Paruna,w norweskich przedszkolach dziecmi opiekuja sie asystenci, osoby ktore nie musza miec wyzszego wyksztalcenia.
jeszcze 7, 6 lat temu przedszkola prosily sie, zeby ktos przyszedl do pracy.Aktualnie tez jest zapotrzebowanie, ale trzeba miec np. kurs "barn og ungdom medarbeider" - pracownik dla dzieci i mlodziezy.
Z wyksztalceniem wyzszym rowniez mozna dostac prace jako asystent, ale za stawke asystenta.
Jako asystent, singiel, bez potomstwa itp. bedziesz placic wyzszy podatek, wiec za caly etat nie zarobisz wiecej niz 16, 17 tysiecy.
W przedszkolach potrzebni sa tez ludzie z wyksztalceniem wyzszym pedagogicznym jako pedagogisk leder, oni spotykaja sie z rodzicami, tworza plany dzialania, plany pracy i rozwoju dzieci, a potem oceny opisowe.
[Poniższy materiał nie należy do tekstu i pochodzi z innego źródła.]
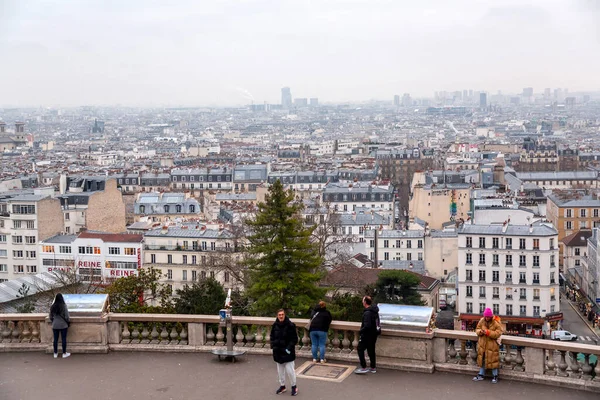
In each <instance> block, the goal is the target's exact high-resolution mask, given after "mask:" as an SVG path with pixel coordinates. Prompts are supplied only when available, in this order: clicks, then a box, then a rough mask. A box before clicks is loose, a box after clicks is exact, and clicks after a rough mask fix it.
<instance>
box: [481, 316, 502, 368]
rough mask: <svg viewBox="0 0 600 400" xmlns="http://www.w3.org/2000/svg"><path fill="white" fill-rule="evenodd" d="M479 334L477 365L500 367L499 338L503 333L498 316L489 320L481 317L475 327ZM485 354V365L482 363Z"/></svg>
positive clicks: (493, 366)
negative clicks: (502, 331) (497, 318)
mask: <svg viewBox="0 0 600 400" xmlns="http://www.w3.org/2000/svg"><path fill="white" fill-rule="evenodd" d="M475 333H477V335H478V336H479V341H478V342H477V365H479V366H480V367H484V368H485V369H494V368H500V345H499V344H498V338H499V337H500V336H501V335H502V325H501V324H500V322H499V321H498V319H497V318H492V320H491V321H490V322H487V321H486V320H485V318H481V319H480V320H479V323H478V324H477V328H476V329H475ZM484 356H485V365H482V363H483V358H484Z"/></svg>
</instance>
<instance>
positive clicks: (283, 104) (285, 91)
mask: <svg viewBox="0 0 600 400" xmlns="http://www.w3.org/2000/svg"><path fill="white" fill-rule="evenodd" d="M281 107H283V108H284V109H290V108H292V91H291V90H290V88H288V87H285V88H282V89H281Z"/></svg>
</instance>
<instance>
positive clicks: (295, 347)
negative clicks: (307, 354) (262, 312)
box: [271, 316, 298, 364]
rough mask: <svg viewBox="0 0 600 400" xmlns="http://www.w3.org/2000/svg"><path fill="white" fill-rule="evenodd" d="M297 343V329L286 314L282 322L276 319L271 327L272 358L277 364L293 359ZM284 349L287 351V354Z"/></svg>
mask: <svg viewBox="0 0 600 400" xmlns="http://www.w3.org/2000/svg"><path fill="white" fill-rule="evenodd" d="M297 343H298V331H297V330H296V325H295V324H294V323H293V322H292V321H290V319H289V318H288V317H287V316H286V317H285V319H284V320H283V322H279V320H278V319H276V320H275V322H274V323H273V326H272V327H271V348H272V349H273V360H275V362H277V363H279V364H283V363H286V362H290V361H294V360H295V359H296V344H297ZM286 350H288V351H289V354H288V353H287V352H286Z"/></svg>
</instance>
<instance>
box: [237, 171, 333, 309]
mask: <svg viewBox="0 0 600 400" xmlns="http://www.w3.org/2000/svg"><path fill="white" fill-rule="evenodd" d="M302 207H303V206H302V204H301V203H298V202H296V201H295V200H294V194H293V192H292V191H291V190H288V191H286V190H284V189H283V185H282V184H281V182H280V181H279V180H277V181H276V182H275V183H274V184H273V185H272V186H271V187H270V188H269V193H268V194H267V196H266V199H265V202H264V203H259V204H258V213H257V215H256V218H255V219H254V220H253V221H249V222H248V224H249V226H250V228H251V229H252V231H253V234H252V235H251V236H250V237H249V238H248V240H249V242H250V249H249V253H250V257H249V261H248V269H249V273H250V286H249V288H248V295H249V296H250V297H251V298H252V299H253V300H254V303H253V312H254V314H255V315H268V316H272V315H275V313H276V312H277V310H278V309H280V308H283V309H285V310H287V311H288V312H289V313H290V314H291V315H294V316H299V315H306V314H307V313H308V311H309V309H310V307H312V306H314V304H315V303H317V302H318V301H319V299H321V298H322V297H323V296H324V294H325V292H326V290H325V289H321V288H319V287H318V282H319V281H320V280H321V278H322V277H323V276H324V275H323V270H322V264H323V259H322V258H321V257H320V256H319V252H318V247H317V246H316V245H315V244H314V243H312V242H311V239H310V237H311V234H312V230H313V229H314V228H305V227H304V225H303V223H302V219H301V216H300V211H301V210H302Z"/></svg>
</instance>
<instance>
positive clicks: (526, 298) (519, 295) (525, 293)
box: [519, 289, 527, 300]
mask: <svg viewBox="0 0 600 400" xmlns="http://www.w3.org/2000/svg"><path fill="white" fill-rule="evenodd" d="M519 299H521V300H527V289H519Z"/></svg>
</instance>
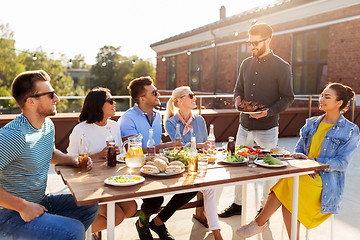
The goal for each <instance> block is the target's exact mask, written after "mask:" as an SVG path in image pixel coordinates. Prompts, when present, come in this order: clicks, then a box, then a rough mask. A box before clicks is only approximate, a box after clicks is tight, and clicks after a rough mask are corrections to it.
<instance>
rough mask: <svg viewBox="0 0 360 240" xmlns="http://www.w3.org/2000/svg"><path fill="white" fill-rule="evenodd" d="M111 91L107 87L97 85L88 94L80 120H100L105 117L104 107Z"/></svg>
mask: <svg viewBox="0 0 360 240" xmlns="http://www.w3.org/2000/svg"><path fill="white" fill-rule="evenodd" d="M107 92H108V93H110V90H109V89H107V88H102V87H96V88H93V89H91V91H90V92H89V93H88V94H87V95H86V97H85V100H84V104H83V107H82V109H81V113H80V116H79V122H83V121H86V122H87V123H95V122H100V121H102V120H103V118H104V112H103V110H102V107H103V106H104V104H105V102H106V93H107Z"/></svg>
Zazwyczaj w przedszkolu potrzebna jest jedna taka soba. Jedna na cale przedszkole.
Plan masz dobry, jako au pair mozesz nauczyc sie jezyka prawue za darmo. Rodzina musi oplacic 8000 wciagu roku, ale np. kurs intensywny, bardzo dobry - sama chodzilam i polecam, na folkeuniversitetet kosztuje okolo 5000 za jeden trinn trzytygodniowy.
Nie musisz chodzic na wszystkie po kolei. Ja bylam na trzech, przeskakiwalam sobie i potem poszlam na egzain.